BY: STAFF CORRESPONDENT


May 05, TRINIDAD (HPI) — The Indian Caribbean Museum To Open May 7 in Trinidad.

Located near the famous Temple in the Sea at Waterloo, Trinidad, the Indian Caribbean Museum is the only one of its kind in the world. No other museum is dedicated to the preservation of the material history of over one million descendants of East Indians/South Asians in the Caribbean. The first Indian immigrants came to the Caribbean from India to work as indentured labourers from 1838 to 1917 after the abolition of slavery.

There are many types of museums in the world, and even within a single country. The major types include museums of art, science, sports and natural history. The Indian Caribbean Museum is a specialized museum like the Maritime Museum and the Angostura Museum of Trinidad and Tobago. Indeed, the establishment of such museums are important because they focus on specific themes to which the National Museum cannot do justice because of its limited size and city location.

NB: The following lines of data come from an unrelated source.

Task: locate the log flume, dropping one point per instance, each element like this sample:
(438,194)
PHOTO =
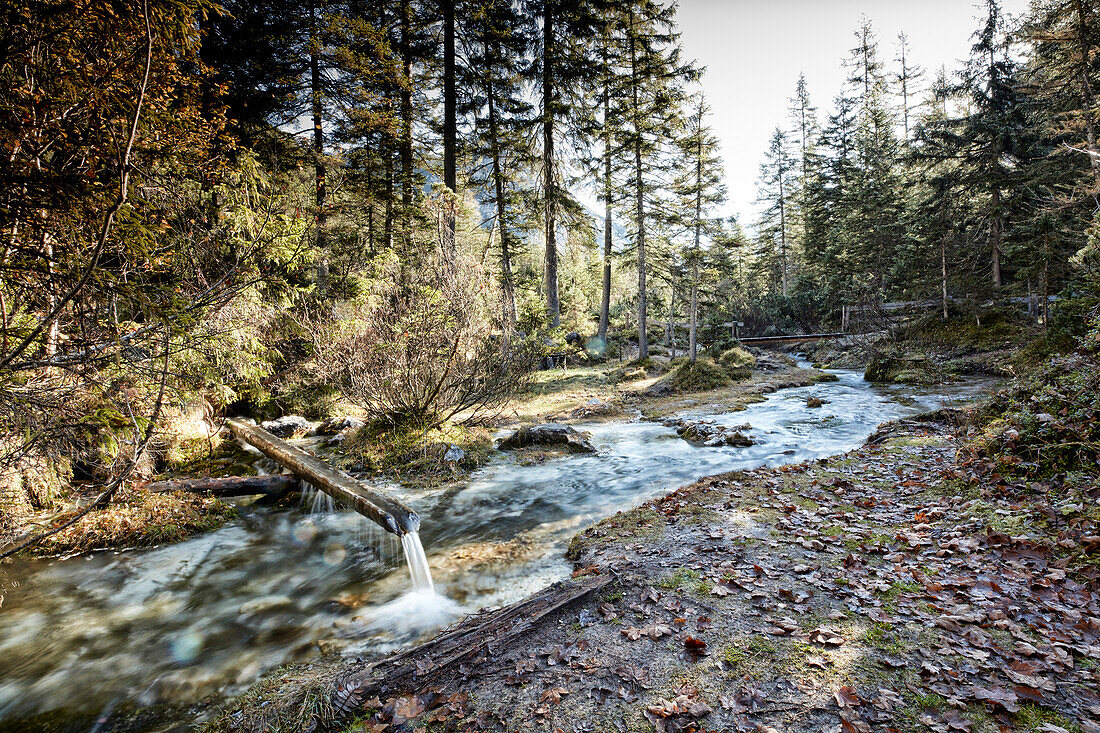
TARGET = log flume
(376,505)
(802,338)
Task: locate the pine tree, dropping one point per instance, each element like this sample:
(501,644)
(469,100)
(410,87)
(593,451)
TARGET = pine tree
(701,188)
(908,78)
(653,74)
(496,43)
(773,194)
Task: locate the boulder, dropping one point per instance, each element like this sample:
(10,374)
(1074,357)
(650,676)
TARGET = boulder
(288,426)
(739,439)
(548,434)
(334,425)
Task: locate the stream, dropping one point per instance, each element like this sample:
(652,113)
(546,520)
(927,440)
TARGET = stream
(180,623)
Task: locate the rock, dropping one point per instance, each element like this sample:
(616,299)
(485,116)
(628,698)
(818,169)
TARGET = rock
(334,425)
(548,434)
(738,438)
(288,426)
(900,369)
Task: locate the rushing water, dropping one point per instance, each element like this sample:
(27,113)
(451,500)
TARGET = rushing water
(207,616)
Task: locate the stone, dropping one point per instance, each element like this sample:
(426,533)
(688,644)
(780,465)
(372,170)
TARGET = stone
(548,434)
(739,439)
(288,426)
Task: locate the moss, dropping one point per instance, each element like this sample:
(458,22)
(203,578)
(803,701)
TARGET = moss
(417,458)
(763,657)
(884,637)
(738,362)
(139,518)
(679,579)
(1032,718)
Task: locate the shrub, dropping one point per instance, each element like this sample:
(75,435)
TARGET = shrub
(737,362)
(704,374)
(416,354)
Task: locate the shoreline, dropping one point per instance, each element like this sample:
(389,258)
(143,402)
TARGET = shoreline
(818,582)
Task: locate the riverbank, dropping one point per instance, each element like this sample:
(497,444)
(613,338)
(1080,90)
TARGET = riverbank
(883,589)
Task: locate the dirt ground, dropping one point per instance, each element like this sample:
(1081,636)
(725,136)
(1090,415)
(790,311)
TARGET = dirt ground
(880,590)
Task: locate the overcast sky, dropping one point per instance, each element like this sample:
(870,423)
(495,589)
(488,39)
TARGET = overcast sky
(755,50)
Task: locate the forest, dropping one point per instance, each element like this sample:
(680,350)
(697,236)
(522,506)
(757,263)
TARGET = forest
(427,220)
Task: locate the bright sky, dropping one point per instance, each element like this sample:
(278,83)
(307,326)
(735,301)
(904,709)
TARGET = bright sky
(755,50)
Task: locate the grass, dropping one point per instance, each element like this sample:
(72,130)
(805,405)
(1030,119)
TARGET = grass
(762,657)
(641,522)
(416,457)
(701,376)
(882,636)
(138,518)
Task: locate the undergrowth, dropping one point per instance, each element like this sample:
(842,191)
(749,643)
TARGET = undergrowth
(138,518)
(418,457)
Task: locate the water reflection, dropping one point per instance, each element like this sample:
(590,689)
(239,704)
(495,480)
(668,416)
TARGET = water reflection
(206,616)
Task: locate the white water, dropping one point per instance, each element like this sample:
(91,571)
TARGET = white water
(417,561)
(206,616)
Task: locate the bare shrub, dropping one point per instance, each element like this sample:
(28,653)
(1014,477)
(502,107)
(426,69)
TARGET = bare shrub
(420,350)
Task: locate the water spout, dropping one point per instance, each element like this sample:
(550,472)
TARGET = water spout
(417,561)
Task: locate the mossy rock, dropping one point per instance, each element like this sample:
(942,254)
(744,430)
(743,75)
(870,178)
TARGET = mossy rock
(704,374)
(737,358)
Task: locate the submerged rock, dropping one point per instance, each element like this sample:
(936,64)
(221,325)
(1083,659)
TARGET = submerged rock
(288,426)
(711,435)
(548,434)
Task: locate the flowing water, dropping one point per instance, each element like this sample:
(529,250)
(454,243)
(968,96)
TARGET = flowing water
(207,616)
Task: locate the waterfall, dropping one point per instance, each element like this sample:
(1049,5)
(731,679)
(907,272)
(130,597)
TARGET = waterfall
(417,561)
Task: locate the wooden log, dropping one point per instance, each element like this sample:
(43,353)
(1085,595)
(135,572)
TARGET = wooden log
(420,666)
(375,505)
(234,485)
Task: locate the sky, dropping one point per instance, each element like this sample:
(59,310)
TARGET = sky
(755,50)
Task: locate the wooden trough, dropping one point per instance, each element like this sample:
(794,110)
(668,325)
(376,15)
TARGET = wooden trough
(375,505)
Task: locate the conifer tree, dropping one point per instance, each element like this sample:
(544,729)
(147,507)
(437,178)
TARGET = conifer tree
(701,188)
(653,73)
(773,194)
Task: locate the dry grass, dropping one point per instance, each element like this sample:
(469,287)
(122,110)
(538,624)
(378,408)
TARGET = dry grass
(138,518)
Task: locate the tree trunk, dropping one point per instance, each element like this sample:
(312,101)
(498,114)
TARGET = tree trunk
(450,128)
(502,222)
(693,317)
(943,276)
(375,505)
(782,233)
(1086,62)
(553,306)
(605,299)
(994,236)
(406,101)
(234,485)
(639,201)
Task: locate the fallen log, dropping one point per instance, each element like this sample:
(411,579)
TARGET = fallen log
(417,668)
(375,505)
(233,485)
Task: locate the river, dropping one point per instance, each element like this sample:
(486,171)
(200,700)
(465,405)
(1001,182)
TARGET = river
(207,616)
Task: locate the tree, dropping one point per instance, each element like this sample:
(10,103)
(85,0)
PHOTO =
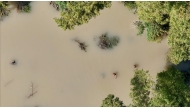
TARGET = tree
(179,33)
(79,13)
(171,89)
(155,16)
(110,101)
(140,27)
(4,10)
(154,32)
(142,83)
(62,4)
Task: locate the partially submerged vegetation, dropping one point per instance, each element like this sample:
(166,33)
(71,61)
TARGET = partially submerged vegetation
(4,10)
(111,101)
(171,89)
(62,5)
(166,18)
(106,42)
(24,6)
(56,6)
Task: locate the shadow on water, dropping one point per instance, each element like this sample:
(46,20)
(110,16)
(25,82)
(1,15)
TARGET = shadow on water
(184,67)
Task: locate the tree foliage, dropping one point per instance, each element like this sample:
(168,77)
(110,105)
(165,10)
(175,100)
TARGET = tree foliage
(110,101)
(154,32)
(163,18)
(4,10)
(142,83)
(171,89)
(62,4)
(140,27)
(179,33)
(79,13)
(24,6)
(130,5)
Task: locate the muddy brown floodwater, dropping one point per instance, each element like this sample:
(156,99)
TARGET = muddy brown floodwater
(64,75)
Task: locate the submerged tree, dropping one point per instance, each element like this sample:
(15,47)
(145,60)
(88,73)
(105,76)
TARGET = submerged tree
(62,4)
(82,45)
(4,10)
(140,92)
(79,13)
(110,101)
(179,33)
(140,27)
(108,42)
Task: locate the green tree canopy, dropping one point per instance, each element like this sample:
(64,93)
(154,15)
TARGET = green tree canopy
(171,89)
(62,4)
(130,5)
(142,83)
(110,101)
(4,10)
(179,33)
(79,13)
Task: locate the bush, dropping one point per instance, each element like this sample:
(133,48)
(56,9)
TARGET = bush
(108,42)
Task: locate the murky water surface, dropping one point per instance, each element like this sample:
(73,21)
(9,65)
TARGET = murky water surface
(64,75)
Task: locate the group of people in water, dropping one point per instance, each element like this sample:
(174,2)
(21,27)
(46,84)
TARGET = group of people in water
(115,73)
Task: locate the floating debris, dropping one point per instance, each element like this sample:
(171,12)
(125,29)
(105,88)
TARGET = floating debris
(82,45)
(106,42)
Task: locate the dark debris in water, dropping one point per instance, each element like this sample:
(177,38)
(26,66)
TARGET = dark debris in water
(82,45)
(106,42)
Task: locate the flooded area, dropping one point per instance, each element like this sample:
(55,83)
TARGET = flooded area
(64,75)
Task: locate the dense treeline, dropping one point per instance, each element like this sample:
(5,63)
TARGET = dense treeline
(79,12)
(163,18)
(171,89)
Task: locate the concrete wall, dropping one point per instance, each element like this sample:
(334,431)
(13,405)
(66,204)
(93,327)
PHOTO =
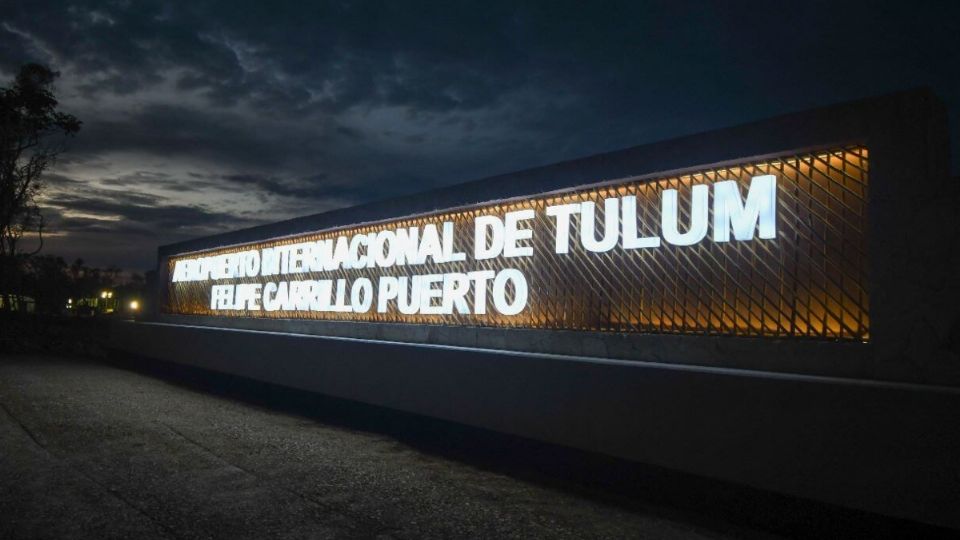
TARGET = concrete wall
(913,239)
(866,425)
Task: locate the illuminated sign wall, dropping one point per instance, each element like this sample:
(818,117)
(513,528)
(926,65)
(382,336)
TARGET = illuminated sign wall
(767,248)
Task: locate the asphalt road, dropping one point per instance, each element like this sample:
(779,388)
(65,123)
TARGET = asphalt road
(89,450)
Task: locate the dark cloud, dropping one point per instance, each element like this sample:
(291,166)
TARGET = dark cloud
(286,107)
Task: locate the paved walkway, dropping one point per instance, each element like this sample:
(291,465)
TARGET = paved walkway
(92,451)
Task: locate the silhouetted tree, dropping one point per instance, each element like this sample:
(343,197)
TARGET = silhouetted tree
(32,135)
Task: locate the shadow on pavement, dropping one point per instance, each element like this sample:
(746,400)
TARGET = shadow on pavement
(718,505)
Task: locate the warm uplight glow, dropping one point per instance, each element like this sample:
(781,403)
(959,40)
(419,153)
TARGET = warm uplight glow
(764,248)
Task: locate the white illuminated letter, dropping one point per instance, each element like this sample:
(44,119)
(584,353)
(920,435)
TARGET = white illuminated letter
(388,290)
(500,291)
(730,211)
(384,248)
(562,214)
(180,271)
(361,295)
(408,301)
(512,234)
(481,250)
(269,297)
(455,289)
(699,211)
(430,245)
(611,232)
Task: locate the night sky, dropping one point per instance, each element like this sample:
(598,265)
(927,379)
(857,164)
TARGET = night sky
(201,117)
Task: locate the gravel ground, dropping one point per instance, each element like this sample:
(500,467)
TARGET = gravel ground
(89,450)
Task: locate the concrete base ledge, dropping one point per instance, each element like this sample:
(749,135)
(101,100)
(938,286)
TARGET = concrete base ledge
(883,447)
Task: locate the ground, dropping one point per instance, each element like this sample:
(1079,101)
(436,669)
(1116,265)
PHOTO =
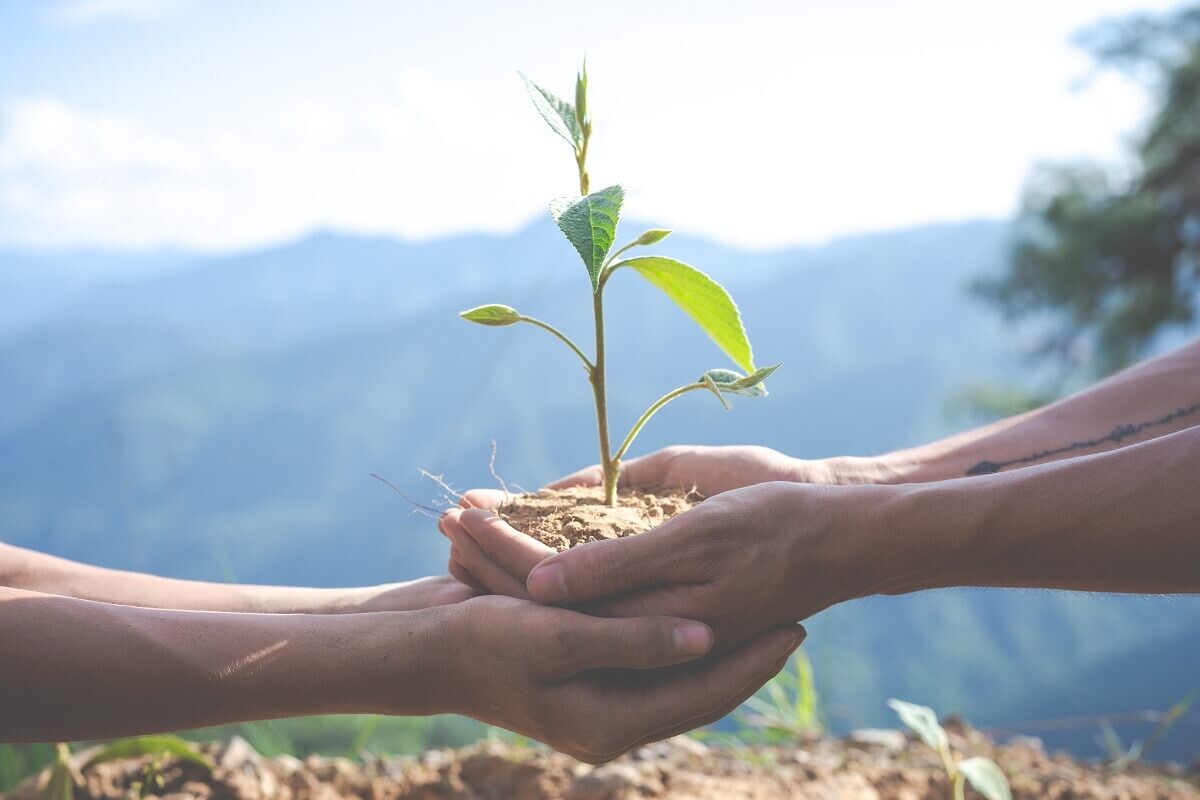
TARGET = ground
(867,765)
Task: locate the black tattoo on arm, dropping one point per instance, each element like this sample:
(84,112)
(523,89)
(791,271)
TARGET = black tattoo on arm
(1115,435)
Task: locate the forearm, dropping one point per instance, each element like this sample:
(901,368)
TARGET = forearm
(1126,521)
(1153,398)
(78,669)
(22,569)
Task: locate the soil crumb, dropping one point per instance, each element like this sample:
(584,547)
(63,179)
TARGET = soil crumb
(868,765)
(563,518)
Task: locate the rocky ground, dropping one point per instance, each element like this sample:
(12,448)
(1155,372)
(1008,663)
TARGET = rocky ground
(868,765)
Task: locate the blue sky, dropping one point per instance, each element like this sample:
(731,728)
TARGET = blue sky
(220,125)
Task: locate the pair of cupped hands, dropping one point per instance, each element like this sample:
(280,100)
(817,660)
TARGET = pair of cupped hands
(640,638)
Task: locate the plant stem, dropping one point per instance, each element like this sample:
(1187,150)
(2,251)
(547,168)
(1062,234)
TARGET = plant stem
(646,415)
(610,467)
(960,789)
(561,335)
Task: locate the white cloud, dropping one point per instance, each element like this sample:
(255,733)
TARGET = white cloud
(405,163)
(83,12)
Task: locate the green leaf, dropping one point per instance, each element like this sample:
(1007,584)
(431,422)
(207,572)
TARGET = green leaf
(652,236)
(60,785)
(923,722)
(591,223)
(559,114)
(707,379)
(156,745)
(987,779)
(702,299)
(735,383)
(581,96)
(493,314)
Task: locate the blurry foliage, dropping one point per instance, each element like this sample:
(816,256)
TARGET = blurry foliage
(1109,256)
(347,735)
(982,403)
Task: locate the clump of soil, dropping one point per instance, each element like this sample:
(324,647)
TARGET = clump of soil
(563,518)
(869,765)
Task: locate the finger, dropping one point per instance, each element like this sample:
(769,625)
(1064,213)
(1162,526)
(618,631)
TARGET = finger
(729,708)
(484,499)
(613,566)
(586,643)
(709,690)
(462,573)
(508,547)
(586,476)
(479,564)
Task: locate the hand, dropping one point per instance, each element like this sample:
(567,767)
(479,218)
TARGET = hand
(742,561)
(707,470)
(594,687)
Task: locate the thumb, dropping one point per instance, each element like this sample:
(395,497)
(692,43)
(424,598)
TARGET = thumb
(604,569)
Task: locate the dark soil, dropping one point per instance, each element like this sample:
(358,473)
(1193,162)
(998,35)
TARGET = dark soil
(870,765)
(564,518)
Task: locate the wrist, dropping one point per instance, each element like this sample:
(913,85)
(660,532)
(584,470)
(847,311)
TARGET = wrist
(925,535)
(875,470)
(406,663)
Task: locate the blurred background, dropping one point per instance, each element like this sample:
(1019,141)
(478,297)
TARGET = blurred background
(234,239)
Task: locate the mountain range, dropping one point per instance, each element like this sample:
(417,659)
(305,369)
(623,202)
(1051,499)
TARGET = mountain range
(217,416)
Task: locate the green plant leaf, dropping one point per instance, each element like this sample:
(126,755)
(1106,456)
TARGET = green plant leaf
(60,785)
(702,299)
(735,383)
(652,236)
(581,96)
(707,379)
(493,314)
(923,721)
(156,745)
(987,779)
(589,223)
(559,114)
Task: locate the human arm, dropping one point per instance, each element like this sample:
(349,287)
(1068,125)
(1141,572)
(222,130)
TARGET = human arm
(23,569)
(1121,521)
(82,669)
(1150,400)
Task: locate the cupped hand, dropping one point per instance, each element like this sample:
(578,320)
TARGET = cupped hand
(742,561)
(595,687)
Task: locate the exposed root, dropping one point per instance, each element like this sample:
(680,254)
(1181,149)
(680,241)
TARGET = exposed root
(451,495)
(491,468)
(417,506)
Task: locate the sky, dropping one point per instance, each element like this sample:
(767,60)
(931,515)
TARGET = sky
(233,124)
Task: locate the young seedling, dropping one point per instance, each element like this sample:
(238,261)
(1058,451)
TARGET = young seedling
(61,782)
(982,774)
(589,223)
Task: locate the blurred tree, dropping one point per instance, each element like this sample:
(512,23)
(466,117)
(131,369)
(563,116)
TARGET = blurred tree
(1107,256)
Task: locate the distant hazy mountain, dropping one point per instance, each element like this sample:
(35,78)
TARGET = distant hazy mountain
(219,416)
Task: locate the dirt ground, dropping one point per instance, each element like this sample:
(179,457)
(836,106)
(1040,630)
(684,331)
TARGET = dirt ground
(868,765)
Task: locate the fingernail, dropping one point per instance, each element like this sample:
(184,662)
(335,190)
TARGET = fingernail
(547,583)
(693,639)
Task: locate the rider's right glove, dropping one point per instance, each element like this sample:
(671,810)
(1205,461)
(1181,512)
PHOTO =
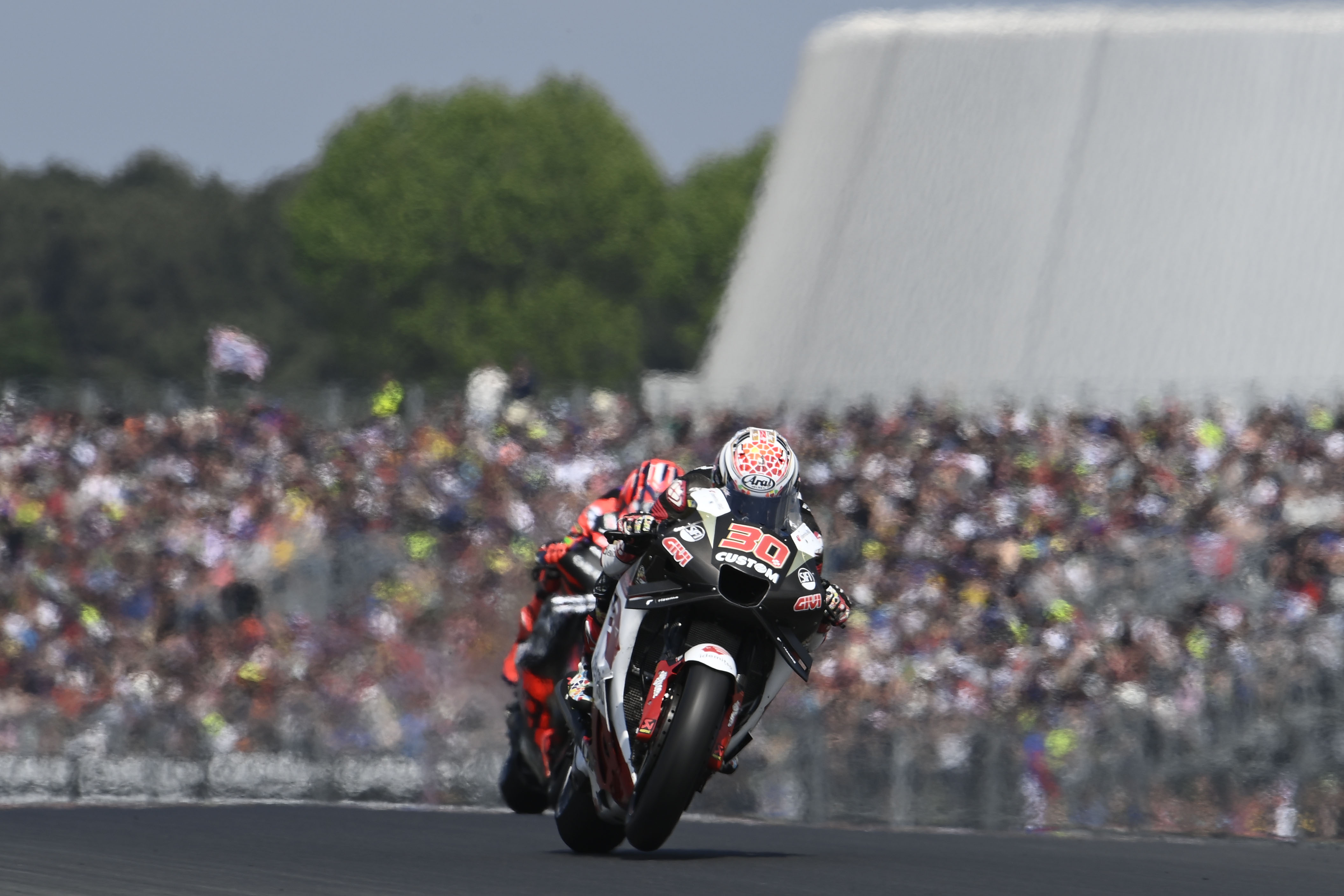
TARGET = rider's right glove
(836,605)
(637,531)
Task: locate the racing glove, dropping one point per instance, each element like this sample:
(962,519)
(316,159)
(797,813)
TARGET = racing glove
(554,551)
(836,605)
(637,531)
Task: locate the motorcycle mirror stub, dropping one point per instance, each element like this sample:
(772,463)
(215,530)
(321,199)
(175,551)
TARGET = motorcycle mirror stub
(712,502)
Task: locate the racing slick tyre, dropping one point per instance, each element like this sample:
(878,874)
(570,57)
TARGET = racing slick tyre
(577,820)
(666,790)
(521,789)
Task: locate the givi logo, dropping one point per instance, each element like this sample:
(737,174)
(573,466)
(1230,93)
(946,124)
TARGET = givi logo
(808,602)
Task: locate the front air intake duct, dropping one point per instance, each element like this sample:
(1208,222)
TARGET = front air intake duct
(742,588)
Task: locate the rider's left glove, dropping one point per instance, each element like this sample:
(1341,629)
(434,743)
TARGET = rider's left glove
(637,530)
(836,606)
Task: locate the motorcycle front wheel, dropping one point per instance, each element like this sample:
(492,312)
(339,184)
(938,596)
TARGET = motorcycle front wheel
(666,790)
(521,789)
(577,820)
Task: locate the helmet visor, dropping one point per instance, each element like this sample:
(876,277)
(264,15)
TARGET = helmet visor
(769,514)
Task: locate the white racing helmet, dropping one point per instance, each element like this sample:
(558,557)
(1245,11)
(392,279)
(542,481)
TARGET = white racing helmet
(760,473)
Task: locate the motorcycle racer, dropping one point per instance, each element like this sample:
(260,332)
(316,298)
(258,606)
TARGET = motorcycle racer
(549,633)
(758,473)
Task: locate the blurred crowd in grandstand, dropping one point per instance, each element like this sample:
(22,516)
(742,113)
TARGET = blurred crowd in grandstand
(1137,621)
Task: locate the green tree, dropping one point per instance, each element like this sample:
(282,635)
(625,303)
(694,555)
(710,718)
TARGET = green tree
(698,245)
(444,232)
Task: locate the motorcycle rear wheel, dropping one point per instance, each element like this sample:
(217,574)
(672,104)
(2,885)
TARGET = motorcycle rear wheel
(577,820)
(666,790)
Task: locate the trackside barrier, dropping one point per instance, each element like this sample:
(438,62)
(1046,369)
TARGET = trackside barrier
(46,780)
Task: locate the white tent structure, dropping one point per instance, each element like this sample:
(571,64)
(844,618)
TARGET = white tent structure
(1077,203)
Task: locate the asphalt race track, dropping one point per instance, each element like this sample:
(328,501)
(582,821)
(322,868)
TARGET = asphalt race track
(334,850)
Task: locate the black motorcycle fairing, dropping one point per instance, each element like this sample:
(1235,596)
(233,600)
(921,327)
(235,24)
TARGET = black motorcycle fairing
(771,514)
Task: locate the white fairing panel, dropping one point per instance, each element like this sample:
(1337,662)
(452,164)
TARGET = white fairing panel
(713,656)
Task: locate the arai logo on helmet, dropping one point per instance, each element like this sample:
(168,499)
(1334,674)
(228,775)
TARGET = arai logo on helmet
(758,483)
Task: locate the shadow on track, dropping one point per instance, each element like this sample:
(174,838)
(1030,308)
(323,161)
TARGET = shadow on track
(687,855)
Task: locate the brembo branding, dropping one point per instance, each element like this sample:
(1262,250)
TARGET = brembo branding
(758,483)
(690,533)
(750,563)
(677,550)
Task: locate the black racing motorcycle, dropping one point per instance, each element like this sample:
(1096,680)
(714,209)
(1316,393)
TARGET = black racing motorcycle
(702,635)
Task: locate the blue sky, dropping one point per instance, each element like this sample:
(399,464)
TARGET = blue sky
(249,89)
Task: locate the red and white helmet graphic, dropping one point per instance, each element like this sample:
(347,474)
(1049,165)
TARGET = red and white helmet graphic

The museum's large collection has been obtained through field trips by administrators of the institution. Most items have been acquired as gifts, bequests and loans by interested individuals, families, priests, historians, scholars and collectors of the island community. The collections include items such as rare musical instruments, agricultural objects, cooking utensils, pieces of clothing, ancient photographs and historical books. Some objects of historical and aesthetic value include a sapat [wooden slipper], jata [grinding stone], boli [gourd bowl], hassawa [grass knife] and aluminium scoop. On the museum's grounds is a huge copper ("cuppa") basin used for boiling cane syrup in the factory up to the 1930s, but afterwards adapted as water troughs for animals and water tanks for household use. There is also a dhekhi - a wooden contraption used for pounding cocoa and coffee beans as well as corn and rice grains.

The Indian Caribbean Museum also houses an art gallery, a reference library and a computerised genealogical database. Soon to be established in the museum's outdoor space is a botanical garden with some of the rare endangered plants of Indian origin like the satputiya (angled loofah), poi bhaji (Indian spinach), urdi (mung bean), and khakri (wild cucumber). There is a large permanent screen in a recessed wall of the museum for the screening of historical films and documentaries.

The museum is a nonprofit organization with affiliation to government agencies like the Tourism Development Corporation (TDC) and The National Museum and Art Gallery of Trinidad and Tobago. It has a full-time and part-time professional staff whose primary responsibility is the acquisition, care and exhibition of objects for the benefit of the public.